Monday, Jan. 31, 1944

Darlings

Tallulah Bankhead heard that among the 20-odd reporters gathered in honor of her role in Lifeboat (see p. 94) was a young woman from New York City's crusading newspaper PM, "My God, if I'd known," seethed Tallulah. "Of all the filthy, rotten, Communist rags . . . that is the most vicious ['clenched fists up to ear level,' dutifully noted the PM reporter], dangerous . . . hating paper . . . cruel . . . unfair ... I loathe it ... Darling, I hope I haven't hurt you." To PM's editor, a few days later, Tallulah wrote a note: ". . . Convey my thanks to the young lady ... for the accuracy and integrity of her reporting."

Colonel Robert Rutherford McCormick, mighty Chicago Anglophobe, described a honey of a plan he had helped work out to defend the U.S. from invasion by the British--after World War I. He told Cleveland's City Club about a scheme "to establish a line about 40 miles long across the isthmus between Lakes Huron and Erie which would protect Detroit" from a possible army "of 300,000 regulars [from] England" which would be "landed in Canada and marched against this country." The Colonel explained that he had worked out the plan with the American General Staff. Added he: "The idea [of the attack] appears fantastic!"

Challengers

Vivien Kellems, Westport, Conn, cable-grip manufacturer, in a speech to a Kansas City civic group, invited manufacturers to a "Westport tea party" -- to form postwar reserves for their industries by putting aside money from their Federal income taxes. "Put on your Indian paint and feathers and join me," cried the 48-year-old, youthful, minister's daughter. "I owe it to my country ... to help rectify this horrible mistake which will most certainly carry us right into the abyss of Communism." Cited as U.S. industry's leading lady (by the National Association of Manufacturers), one of the country's ten best-dressed women (by the Fashion Academy), 100 outstanding women (by Mrs. Carrie Chapman Catt), Miss Kellems explained that she needs the Government's money to build her reserve because her own money is tied up in a reserve of materials. To Secretary of the Treasury Morgenthau, her stand "smack[ed] of disloyalty."

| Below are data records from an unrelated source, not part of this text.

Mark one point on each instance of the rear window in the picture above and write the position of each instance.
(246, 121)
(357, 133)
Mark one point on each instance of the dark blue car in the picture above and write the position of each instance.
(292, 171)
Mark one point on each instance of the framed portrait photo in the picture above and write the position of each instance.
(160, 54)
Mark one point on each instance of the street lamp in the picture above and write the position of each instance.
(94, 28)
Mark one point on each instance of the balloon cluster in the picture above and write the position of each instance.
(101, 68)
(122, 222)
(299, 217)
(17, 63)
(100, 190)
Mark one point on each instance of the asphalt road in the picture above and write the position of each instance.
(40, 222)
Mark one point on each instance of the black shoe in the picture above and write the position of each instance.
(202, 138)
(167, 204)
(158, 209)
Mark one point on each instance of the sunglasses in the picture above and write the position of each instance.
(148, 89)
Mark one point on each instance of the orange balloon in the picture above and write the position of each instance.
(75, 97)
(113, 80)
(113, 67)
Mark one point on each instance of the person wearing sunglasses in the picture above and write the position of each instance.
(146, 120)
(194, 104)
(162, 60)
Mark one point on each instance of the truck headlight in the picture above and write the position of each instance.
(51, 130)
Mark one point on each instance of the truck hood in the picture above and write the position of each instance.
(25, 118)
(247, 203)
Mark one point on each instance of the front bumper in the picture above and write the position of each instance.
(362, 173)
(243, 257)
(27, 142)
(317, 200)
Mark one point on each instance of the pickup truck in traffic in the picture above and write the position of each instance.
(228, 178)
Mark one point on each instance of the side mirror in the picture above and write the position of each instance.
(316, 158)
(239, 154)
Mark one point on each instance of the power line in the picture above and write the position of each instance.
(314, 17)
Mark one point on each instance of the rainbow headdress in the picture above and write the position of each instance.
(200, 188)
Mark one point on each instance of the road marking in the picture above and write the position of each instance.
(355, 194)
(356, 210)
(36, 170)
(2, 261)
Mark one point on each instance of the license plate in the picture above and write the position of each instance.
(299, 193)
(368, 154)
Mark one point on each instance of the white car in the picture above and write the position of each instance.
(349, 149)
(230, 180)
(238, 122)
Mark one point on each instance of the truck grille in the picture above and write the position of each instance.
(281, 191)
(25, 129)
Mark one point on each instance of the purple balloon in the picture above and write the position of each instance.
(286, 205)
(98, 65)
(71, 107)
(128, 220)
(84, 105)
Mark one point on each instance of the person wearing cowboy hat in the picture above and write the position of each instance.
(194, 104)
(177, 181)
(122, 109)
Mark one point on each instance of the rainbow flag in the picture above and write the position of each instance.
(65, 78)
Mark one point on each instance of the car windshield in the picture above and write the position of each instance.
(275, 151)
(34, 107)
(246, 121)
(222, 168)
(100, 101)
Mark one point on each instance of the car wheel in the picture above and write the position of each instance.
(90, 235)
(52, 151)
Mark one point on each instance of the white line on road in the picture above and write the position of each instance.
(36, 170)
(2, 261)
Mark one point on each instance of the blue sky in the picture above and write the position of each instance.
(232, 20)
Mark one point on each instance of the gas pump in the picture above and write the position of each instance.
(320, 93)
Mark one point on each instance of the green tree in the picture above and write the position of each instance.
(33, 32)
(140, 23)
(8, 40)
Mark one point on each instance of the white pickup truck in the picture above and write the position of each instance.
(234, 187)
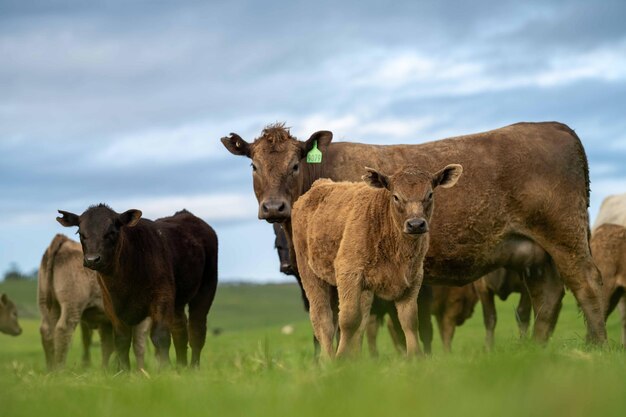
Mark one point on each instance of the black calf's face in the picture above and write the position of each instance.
(8, 317)
(99, 229)
(411, 193)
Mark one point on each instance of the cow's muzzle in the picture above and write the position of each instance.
(274, 210)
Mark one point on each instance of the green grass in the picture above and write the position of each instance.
(252, 369)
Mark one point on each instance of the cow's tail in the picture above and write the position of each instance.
(46, 269)
(582, 155)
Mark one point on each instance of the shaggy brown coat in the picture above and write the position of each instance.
(527, 182)
(8, 317)
(608, 246)
(68, 294)
(365, 239)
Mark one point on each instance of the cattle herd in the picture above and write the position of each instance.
(370, 232)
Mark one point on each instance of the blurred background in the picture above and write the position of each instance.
(124, 102)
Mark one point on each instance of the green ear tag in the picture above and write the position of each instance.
(315, 155)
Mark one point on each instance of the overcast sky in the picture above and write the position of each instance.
(124, 103)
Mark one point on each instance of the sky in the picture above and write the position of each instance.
(124, 102)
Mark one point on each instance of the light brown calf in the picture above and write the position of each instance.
(365, 239)
(8, 317)
(69, 294)
(608, 247)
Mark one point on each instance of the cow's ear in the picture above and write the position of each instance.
(68, 219)
(448, 176)
(375, 179)
(323, 139)
(129, 218)
(236, 145)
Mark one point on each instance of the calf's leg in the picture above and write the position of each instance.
(622, 312)
(522, 313)
(407, 314)
(490, 317)
(107, 343)
(139, 342)
(63, 331)
(546, 292)
(123, 337)
(180, 336)
(86, 336)
(424, 301)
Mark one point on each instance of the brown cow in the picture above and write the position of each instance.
(365, 239)
(68, 294)
(8, 317)
(380, 308)
(527, 182)
(608, 246)
(151, 269)
(451, 307)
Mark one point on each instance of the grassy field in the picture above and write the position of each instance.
(252, 369)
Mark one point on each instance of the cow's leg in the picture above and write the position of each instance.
(139, 342)
(407, 314)
(107, 344)
(86, 335)
(546, 292)
(180, 336)
(395, 331)
(372, 333)
(63, 331)
(490, 317)
(48, 323)
(424, 301)
(577, 270)
(123, 336)
(522, 313)
(622, 312)
(161, 338)
(349, 289)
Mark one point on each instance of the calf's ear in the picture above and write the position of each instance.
(375, 179)
(130, 217)
(236, 145)
(68, 219)
(448, 176)
(323, 139)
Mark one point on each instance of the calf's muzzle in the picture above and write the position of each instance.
(416, 226)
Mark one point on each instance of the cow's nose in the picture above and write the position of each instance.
(274, 210)
(416, 226)
(91, 260)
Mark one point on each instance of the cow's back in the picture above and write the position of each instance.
(518, 178)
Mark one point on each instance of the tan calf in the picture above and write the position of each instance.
(608, 247)
(365, 239)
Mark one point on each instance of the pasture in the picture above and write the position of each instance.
(252, 369)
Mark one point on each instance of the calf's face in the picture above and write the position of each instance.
(411, 193)
(99, 229)
(282, 247)
(8, 317)
(278, 159)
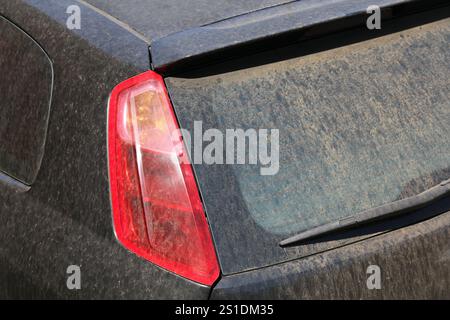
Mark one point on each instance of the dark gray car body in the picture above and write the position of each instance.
(65, 217)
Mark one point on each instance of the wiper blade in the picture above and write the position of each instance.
(385, 211)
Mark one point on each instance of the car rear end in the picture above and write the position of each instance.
(181, 181)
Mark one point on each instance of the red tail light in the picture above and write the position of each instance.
(157, 209)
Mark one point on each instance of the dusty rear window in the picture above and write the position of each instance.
(25, 93)
(359, 127)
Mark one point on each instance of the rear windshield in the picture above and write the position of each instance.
(359, 126)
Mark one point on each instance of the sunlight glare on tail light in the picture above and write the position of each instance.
(157, 210)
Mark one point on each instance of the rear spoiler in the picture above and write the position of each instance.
(270, 28)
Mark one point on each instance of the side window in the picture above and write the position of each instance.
(26, 78)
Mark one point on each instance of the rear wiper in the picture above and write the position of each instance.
(385, 211)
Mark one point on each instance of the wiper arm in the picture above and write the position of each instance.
(375, 214)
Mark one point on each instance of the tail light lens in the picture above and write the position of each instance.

Katherine Dunham, Negro ballerina, drew attention to the fact that in her Tropical Revue she wears a pearl in her navel instead of a diamond--because Gypsy Rose Lee had copied the diamond.

William Thomas Cosgrave, wild-haired, mild-eyed little leader of Eire's muted opposition party (the Fine Gael), retired. Successively a bar-boy, Sinn Feiner (he was sentenced to death, later pardoned for his part in 1916's Easter Rebellion) and Eire President (1922-32), 63-year-old Cosgrave is reported to have been ailing for eight years.

Classics

Gypsy Rose Lee wrote to Walter Winchell from her Fort Bragg sickbed: "Everyone had flu but me. I gotta get lobar pneumonia, and me with no lobars. At least, not big lobars like other girls."

Mildred Riddle Douglas, 41, blonde wife of Supreme Court Justice William Orville Douglas, took over a Washington, D.C. junior high school Latin class (see cut). When the principal called Substitute Douglas, who last taught Latin almost 20 years ago, he did not know she was the Justice's wife. Said her judicious pupils: "She knows Latin good."

Artur Rodzinski, conductor of the New York Philharmonic, anathematized jazz. Said he: "With so many homes broken as a result of the family head serving in the armed forces, parental supervision is lacking, and this type of music leads to war degeneracy." For the rebuttal up rose Leopold Stokowski: "Some foreigners do not understand how rich the U.S. is in folk music. . . ." Said Frank Sinatra (whose worshipers had been labeled "pitiful cases" by Rodzinski): "Nuts! . . . After all, I grew up in a jazz craze, and I did all right."

Likenesses

George Bernard Shaw denied that famed British Cartoonist David Low's cartoons of G.B.S. were convincing. Said Shaw: "One day when I went into a friend's flat I saw a caricature of me that seemed to be good--cruel, of course, but still what a caricature should be. Then . .. I saw it was a mirror."

Alain Dorian, 29-year-old, polio-myelitic son of assassinated French Admiral Jean Franc,ois Darlan, chatted with Mary Pickford (chairman of the women's division of the National Foundation for Infantile Paralysis) at Georgia's Warm Springs Foundation Hospital. A onetime French naval officer, Alain looked remarkably like his seadog father--whose 1942 dash from France to Algiers (where his son was first stricken) resulted in his collaboration with U.S. forces. President Roosevelt reportedly provided Alain's plane trip from North Africa to the Warm Springs Foundation Hospital several months after his father's death.